Introduction

The extraordinary advancement of the internet and social media platforms enables individuals to express their opinions, feelings, or emotions. A large portion of social media users interact with each other and share their emotions, experiences and opinions through tweets, reviews, messaging posts, and comments in the form of text. This textual data reflects the emotional propensities of the users towards different aspects such as politics, business, mental health, and societal issues [27]. The availability of enormous textual data has accelerated the interest in emotion analysis research. Automatic emotion categorization is assigning textual units into an emotion from a set of predefined classes. Usually, it refers to extracting the psychology of individuals’ behaviour from texts that reveal different emotional connotations such as joy, sadness, surprise, disgust, anger, etc. Although a significant amount of researches have been carried out regarding textual emotion categorization for high resource languages like English, French, Chinese, Arabic [2, 11]. However, very few researchers have investigated this issue in under-resourced languages like Bengali. With around 265 million native speakers, Bengali is the 7th most spoken language [25]. A massive number of people communicate through virtual platforms using territorial languages (i.e., Bengali). Thus, developing various NLP tools or automated systems for Bengali is a growing demand that can provide insights into an individual’s feelings about an event, product, service, etc. Such a system can improve the product or service quality, change sales strategies, and predict future trends. Moreover, an automatic emotion analysis system can shape brand image, track customer response, identify cases of cyber-bullying, detect public sentiment, track well-being.
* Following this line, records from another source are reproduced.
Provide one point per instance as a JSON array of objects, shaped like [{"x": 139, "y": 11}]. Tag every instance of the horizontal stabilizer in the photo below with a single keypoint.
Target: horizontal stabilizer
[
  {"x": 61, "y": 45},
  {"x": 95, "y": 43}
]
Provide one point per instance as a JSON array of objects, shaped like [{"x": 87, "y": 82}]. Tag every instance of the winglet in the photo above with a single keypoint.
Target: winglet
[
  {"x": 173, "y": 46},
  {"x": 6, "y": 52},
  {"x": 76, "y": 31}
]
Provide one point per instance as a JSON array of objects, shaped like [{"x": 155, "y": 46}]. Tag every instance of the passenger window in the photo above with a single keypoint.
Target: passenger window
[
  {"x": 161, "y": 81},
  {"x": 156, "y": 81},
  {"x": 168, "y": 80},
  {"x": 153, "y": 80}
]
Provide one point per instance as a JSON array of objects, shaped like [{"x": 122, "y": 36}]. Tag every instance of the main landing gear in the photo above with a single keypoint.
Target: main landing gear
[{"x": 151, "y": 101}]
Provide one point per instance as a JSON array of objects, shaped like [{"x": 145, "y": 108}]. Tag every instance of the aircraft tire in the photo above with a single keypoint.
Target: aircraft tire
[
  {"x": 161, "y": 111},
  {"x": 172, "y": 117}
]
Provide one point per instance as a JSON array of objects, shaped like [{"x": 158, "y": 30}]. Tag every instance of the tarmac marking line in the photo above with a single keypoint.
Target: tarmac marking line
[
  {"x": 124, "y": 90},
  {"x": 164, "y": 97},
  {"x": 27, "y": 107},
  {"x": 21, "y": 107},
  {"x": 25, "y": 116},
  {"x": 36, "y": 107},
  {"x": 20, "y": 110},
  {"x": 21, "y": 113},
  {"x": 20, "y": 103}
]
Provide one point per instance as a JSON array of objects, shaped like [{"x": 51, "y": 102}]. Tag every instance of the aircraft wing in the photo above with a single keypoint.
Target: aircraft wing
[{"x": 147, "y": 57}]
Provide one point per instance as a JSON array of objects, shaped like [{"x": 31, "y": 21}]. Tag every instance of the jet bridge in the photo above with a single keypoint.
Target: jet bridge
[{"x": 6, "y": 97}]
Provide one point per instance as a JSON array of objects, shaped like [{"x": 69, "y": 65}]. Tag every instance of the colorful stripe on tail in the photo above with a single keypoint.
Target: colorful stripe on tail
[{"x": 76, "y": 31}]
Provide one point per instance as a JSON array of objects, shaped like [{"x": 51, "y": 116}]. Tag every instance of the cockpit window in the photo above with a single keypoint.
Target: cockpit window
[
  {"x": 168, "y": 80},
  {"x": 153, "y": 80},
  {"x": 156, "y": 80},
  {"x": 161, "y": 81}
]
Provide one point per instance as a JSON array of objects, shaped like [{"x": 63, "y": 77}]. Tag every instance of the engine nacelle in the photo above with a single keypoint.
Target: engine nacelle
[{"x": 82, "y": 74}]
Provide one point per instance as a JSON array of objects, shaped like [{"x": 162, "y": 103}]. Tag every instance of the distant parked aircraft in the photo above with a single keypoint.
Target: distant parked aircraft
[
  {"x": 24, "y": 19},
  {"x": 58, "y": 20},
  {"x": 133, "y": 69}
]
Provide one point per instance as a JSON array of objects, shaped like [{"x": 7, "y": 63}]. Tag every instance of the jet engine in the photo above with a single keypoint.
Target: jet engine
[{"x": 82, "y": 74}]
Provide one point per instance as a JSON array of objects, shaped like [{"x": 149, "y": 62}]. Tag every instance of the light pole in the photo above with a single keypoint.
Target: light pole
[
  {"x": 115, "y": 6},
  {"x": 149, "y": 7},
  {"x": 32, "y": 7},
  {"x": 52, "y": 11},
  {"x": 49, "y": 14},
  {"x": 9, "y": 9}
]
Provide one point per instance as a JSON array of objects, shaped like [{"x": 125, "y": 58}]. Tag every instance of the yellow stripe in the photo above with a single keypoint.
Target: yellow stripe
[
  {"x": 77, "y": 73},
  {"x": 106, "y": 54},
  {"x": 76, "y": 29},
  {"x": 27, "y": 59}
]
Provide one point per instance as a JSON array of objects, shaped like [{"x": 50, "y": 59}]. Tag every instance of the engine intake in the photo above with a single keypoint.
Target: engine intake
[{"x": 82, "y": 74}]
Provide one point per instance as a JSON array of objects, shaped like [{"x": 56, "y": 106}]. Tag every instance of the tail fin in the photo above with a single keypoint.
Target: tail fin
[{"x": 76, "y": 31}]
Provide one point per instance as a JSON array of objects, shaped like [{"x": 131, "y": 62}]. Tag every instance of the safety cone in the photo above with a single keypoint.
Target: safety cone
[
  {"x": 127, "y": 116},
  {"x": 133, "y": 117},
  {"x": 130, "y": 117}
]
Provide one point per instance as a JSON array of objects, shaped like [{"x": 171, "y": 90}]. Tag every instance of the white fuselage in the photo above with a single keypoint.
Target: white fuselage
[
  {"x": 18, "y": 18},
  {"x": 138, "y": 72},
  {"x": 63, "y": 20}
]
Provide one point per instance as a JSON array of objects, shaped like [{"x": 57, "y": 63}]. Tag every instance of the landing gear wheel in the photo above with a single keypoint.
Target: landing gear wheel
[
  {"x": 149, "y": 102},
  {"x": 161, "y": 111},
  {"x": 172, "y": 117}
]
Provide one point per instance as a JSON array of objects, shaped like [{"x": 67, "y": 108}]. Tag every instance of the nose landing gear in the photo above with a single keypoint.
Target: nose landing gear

However, emotion classification from Bengali text is quite challenging due to the deficit of benchmark corpora, complex morphological structure, critical linguistic construct, and huge verb inflexions. Deep learning models have recently shown significant improvements to classify textual emotion [1, 8]. Therefore, this work aims to apply deep learning methods to categorize Bengali texts into one of six basic emotion (e.g., anger, disgust, fear, joy, sadness, surprise) classes defined by Ekman [10]. Many works in other languages have already adopted Ekman’s taxonomy to recognize textual emotion [24]. To attain the goal, a corpus of 9000 Bengali texts is developed, considering six emotion classes. Subsequently, a set of classifier models is developed using deep learning techniques (i.e., CNN, GRU, BiLSTM) with different ensemble strategies and embedding models (e.g. Word2vec, FastText). An extensive experiment is performed on the developed dataset, and a publicly available dataset [29]. The key contributions can be illustrated as follows:

  • Develop a dataset of 9000 Bengali texts considering six (i.e., anger, disgust, fear, joy, sadness, surprise) emotion categories.

  • Develop a weighted ensemble model using CNN and BiLSTM to classify textual emotion. The proposed model outdoes other machine and deep learning baselines by achieving the highest \(f_1\)-score.

  • Empirically evaluates models performance on two different datasets and demonstrate how the proposed ensemble model can increase the model’s predictive accuracy.

Related Work

Identification and analysis of textual emotion contents have attracted much attention from researchers in the last couple of years. Many works on emotion classification have been conducted in many languages such as English, Chinese and Arabic [2]. Balli et al. [4] applied Convolutional Neural Network(CNN) to categorize four basic emotions (such as happiness, anger, fear, sadness) from the Arabic tweets. They performed a comparative analysis with Support Vector Machine (SVM), Naive Bayes (NB) and Multi-layer Perceptron (MLP). Haryadi et al. [12] used LSTM, Nested LSTM and SVM to detect emotion from English tweets, and their Nested LSTM method achieved the best accuracy of 99.167%. A syntax-based graph convolution network (GCN) model is presented by Lia et al. [15] to classify emotion from Chinese microblogs, and their model achieved a \(f_1\)-score of 82.32%. Abdullah et al. [1] developed a CNN-LSTM based model to detect sentiments and emotions from Arabic texts. Alzu’bi et al. [3] offered a multi-label multi-target dataset of 11503 tweets with six emotion categories. Baseline evaluation is performed using DT, RF and KNN. Among the three models, RF performed better with the highest \(f_1\) score of 82.6%. Mamta et al. [18] developed a multi-domain corpus of 12,737 English tweets for sentiment analysis. They employed a deep learning-based ensemble technique with CNN, LSTM, and GRU and obtained a weighted \(f_1\) score of 84.7%.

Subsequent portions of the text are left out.